I was recently skimming Drew Devault’s blog and came across a wish-list for a YAML replacement. I tend to agree with what he is saying. One of his arguments against YAML is the complexity of the language. YAML being complex leads to higher chance of bugs or exploits, and many of those complex features are not often – if ever – used in the wild.

I also recently interacted with Patrick Lehmann who mentioned he was interested in writing a YAML parser for VHDL. YAML is a complex language and writing a fully-featured parser in VHDL would be a Herculean task. If there were a simpler language that offered the same benefits of YAML, without the complexity, without the unused and dangerous “features”, that might be a more reasonable target for a parser written in VHDL.

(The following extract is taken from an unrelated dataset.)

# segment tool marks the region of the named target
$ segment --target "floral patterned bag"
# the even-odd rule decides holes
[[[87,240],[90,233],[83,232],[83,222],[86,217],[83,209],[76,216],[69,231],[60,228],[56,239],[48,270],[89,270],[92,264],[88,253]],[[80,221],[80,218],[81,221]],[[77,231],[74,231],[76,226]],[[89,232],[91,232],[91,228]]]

So I took this as a challenge. I set out to create a language that was both effective at both program-to-program and programmer-to-program data interchange (AKA configuration), that was simpler than YAML. My first thought was that I could create a language that was a superset of JSON, which is an reasonably effective program-to-program data interchange; and a subset of YAML, which is an effective configuration language that also makes up for the few holes in JSON’s design. This would allow existing YAML parsers to load this new language. It would also allow users to easily port existing YAML files to this new format.

To best understand what subset to select to prevent choosing features which are difficult to parse, I first had to understand what about YAML made it difficult to parse. This article explores the difficulty in parsing YAML.

Plain Scalars

Syntactic noise sucks. It’s a visual manifestation of accidental complexity. The YAML authors seemed to think that delimiting strings with quotes was unnecessary syntactic noise. So in YAML any sequence of characters that isn’t punctuation or a literal is a string. While this is visually pleasing, this really does a number on language complexity. As Drew Devault pointed out, this makes determining document schema difficult, because some strings aren’t strings, sometimes they are false. If I know anything about programmers, it’s that they love special cases…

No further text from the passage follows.